The trouble is we do not have enough finanical innovation aimed at the point where the project is completed and needs to be fully used. In the early history of the Irish state a young fellow named Gordon Clarke wrote the first computer program in Ireland. His job was to cut out a lot of the administration needed in running the sugar beet plants in Ireland. So they invested in some large behemoth computers the size of a room. I saw a print out of what farmers got from this computer. It had to account for all kinds of things. Some farmers were obtaining finanical assistance from the sugar beet plant in order to sow the crop. They also obtained a quantity of molassas from the plant, which presumably was used as cattle feed. They also had to be paid for the beet crop they produced. The computer was needed to calculate and report all of that. Before the computer arrived it took rooms full of people with sheets of paper to do.

A large single tenant is often used in Ireland to disguise the fact that there is basically something wrong with the property management models we are using. When there is a large single tenant the problems seem to go away. But do they really? How sustainable is it for every developer to be producing large floor plates and then hoping to sign up the one tenant. We need robust computer models to calculate costs of floor plate area dynamically for enterprise that will scale up and down in size over the years. We need to provide finance to the business startup, as well as charge for the floor space use. Like we did with the sugar beet farmers so many years ago. Gordon later moved on to work at AerLingus. In those days, it was a really difficult job trying to calculate the value of rapidly depreciating airline tickets. It was another area in which computers found an early application in Ireland and in many countries throughout the world.

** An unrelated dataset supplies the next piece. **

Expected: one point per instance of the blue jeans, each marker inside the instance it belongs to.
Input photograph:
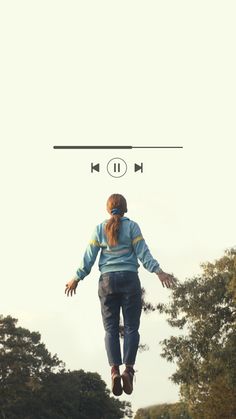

Ireland has the opportunity to become a world pioneer in the area of land valuation and property management. We could turn a big negative, into a big plus if we wanted to. We could sell our product to industry and governments all over the world. We need to think big enough. If we made this a project the state should organise we could tackle all kinds of problems. At the moment we have a couple of voluntary think tanks, a couple of university do-good-ers such as Constantin Gurdgiev looking around for a single PHd student in Dublin to do a thesis on calculating land values. This is hardly the scale of enterprise that is going to crack open this problem for Ireland or anyone else. We need the state to get involved and to think much more ambitious. We need to give all of those unemployed financial wizards and software engineers in Ireland something useful and sustainable to do with their lives. While they are still around to do anything.